Column: Sex Scandal at University of LouisvilleOctober 28, 2015
In June, the U of L signed its men’s basketball coach, Rick Pitino, to a 10-year contract extension that kicks in next season. The 62-year old Pitino will be paid an average of $5 million per year in guaranteed salary plus $7.5 million in retention bonuses if he stays through the 2015-16 season. Pitino could also earn $250,000 per year in academic bonuses and an additional $500,000 in any year his team wins a national championship.
Life is good, at least financially, if you are a winning coach. And Pitino is among the winningest of this generation. His overall winning percentage as a head coach at four major universities stands at a gaudy .740, including a stint at U of L’s arch rival, Kentucky. After a brief but disastrous fling as coach of the NBA Boston Celtics, Pitino returned to the Blue Grass state to resurrect U of L’s program. In his 14 years at Louisville, the team has gone to the NCAA tournament 12 times and won a national title.

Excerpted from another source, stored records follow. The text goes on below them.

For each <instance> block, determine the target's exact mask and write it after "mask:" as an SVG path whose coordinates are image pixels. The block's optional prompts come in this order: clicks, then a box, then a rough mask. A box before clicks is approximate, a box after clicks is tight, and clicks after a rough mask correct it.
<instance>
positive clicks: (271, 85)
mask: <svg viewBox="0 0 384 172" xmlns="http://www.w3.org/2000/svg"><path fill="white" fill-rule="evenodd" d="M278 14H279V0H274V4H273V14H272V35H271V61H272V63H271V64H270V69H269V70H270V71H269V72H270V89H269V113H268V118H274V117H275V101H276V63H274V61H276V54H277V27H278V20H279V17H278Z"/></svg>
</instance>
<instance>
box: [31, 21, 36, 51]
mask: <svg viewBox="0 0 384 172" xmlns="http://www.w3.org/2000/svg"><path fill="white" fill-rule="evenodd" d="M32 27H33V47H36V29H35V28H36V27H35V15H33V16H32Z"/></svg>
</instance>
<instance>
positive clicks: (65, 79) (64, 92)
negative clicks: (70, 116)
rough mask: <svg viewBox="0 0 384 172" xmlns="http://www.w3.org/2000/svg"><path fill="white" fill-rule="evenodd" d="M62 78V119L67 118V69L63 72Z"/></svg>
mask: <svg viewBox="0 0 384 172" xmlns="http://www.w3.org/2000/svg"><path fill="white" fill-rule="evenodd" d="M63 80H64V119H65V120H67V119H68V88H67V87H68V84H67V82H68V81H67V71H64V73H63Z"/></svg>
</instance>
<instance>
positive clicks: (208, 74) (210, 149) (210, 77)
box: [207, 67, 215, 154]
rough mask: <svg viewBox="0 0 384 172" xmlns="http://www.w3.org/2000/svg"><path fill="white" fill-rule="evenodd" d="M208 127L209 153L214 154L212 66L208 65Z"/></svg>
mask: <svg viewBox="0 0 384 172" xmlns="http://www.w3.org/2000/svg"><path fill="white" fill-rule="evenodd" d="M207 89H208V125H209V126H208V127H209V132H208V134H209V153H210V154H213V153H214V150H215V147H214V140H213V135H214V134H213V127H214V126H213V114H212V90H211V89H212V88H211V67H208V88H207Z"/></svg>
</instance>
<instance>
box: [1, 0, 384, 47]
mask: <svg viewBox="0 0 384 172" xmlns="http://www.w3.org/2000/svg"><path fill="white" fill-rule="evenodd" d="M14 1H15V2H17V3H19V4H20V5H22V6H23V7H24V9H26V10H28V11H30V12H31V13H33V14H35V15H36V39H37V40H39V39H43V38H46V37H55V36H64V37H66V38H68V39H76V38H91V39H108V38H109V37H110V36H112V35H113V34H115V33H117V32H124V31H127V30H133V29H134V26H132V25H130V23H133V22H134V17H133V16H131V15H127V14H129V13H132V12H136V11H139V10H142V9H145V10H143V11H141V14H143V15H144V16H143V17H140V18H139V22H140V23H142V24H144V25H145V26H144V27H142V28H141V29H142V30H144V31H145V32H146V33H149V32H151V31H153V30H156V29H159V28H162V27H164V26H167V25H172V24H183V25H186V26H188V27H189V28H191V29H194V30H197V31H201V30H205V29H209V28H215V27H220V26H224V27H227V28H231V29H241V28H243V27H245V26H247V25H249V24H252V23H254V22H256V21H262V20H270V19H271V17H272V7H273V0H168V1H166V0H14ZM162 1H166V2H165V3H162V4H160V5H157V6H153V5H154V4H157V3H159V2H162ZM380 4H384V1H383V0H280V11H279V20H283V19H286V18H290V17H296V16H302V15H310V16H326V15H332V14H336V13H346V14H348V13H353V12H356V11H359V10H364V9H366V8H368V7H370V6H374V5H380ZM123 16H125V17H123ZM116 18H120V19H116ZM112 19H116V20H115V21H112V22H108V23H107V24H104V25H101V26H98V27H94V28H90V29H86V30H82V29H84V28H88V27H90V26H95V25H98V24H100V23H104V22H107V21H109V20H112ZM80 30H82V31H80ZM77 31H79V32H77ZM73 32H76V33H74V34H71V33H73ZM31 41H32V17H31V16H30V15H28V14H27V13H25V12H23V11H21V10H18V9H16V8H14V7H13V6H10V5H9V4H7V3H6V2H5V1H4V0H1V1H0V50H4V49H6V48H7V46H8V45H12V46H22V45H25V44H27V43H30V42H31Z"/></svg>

Universities are willing to suffer embarrassment if it comes from a winning coach because the wins come with a lot of cold, hard cash. U of L’s basketball program is annually among the most profitable in the country. In 2012-13, the most recent year for which financial information is available, the program netted the University $24.7 million despite Pitino’s bloated salary and benefits. Add in the additional recruiting and fundraising advantages that flow from those wins and Pitino is a bargain, at least financially.
But after an escort queen published a book that detailed strip parties and sexual encounters for players, recruits and others - all engineered and paid for by one of Pitino’s assistant couches – U of L should be asking itself this question: Is winning basketball games and making money worth the shame, ridicule, and embarrassment that comes from these sordid activities?
The recent revelations aren’t Pitino’s first association with unsavory actions. In 2009 he admitted to a personal sex scandal, the details of which were disclosed in an extortion trial against his female accuser.
Not surprisingly, Pitino denies any knowledge of the activities that took place at an athletic dorm. In fact, Pitino claims the allegations are false, despite ample evidence to the contrary. ESPN’s Outside the Lines has obtained phone and text messages along with documented evidence of payment from the coach. Former players and recruits have confirmed the escort’s accounts of events. Of course, Pitino worshipers and supporters will choose to believe his denials. For those with a more objective view there is only one conclusion: Individuals can lie, but evidence doesn’t.
Like most successful coaches, Pitino is a control freak. He is famously known for his maniacal attention to detail and his intimate involvement in his coaches’ and players’ lives, controlling such things as their schedule, weight, diet and wardrobe. It is incomprehensible to believe that he didn’t know what was going on across campus. But whether Pitino was aware of the shenanigans or not is irrelevant. As the head coach he should have known and is therefore responsible for the actions whether they occurred with or without his knowledge. The buck stops where the bucks stop: With Pitino.
It won’t make much difference to the NCAA, which is currently conducting an investigation of the basketball program, whether Pitino is telling the truth or not. You can count on sanctions being handed down against the University – sex with strippers surely qualifies as “extra benefits” – including one for lack of institutional control, which is unrelated to whether Pitino knew or didn’t know about the strip shows and sex parties.
But Pitino’s fate is really up to U of L. Should he be removed as coach, allowed to resign, or continue to do what he was born to do, coach basketball? The answer depends on your view of the alleged hallmarks of an educational institution: Honesty, integrity and ethics. If you think they’re merely words that are de rigueur on a website, but have no meaning, Pitino stays. If, like me, you think they’re words to live by, then Pitino goes - the sooner the better.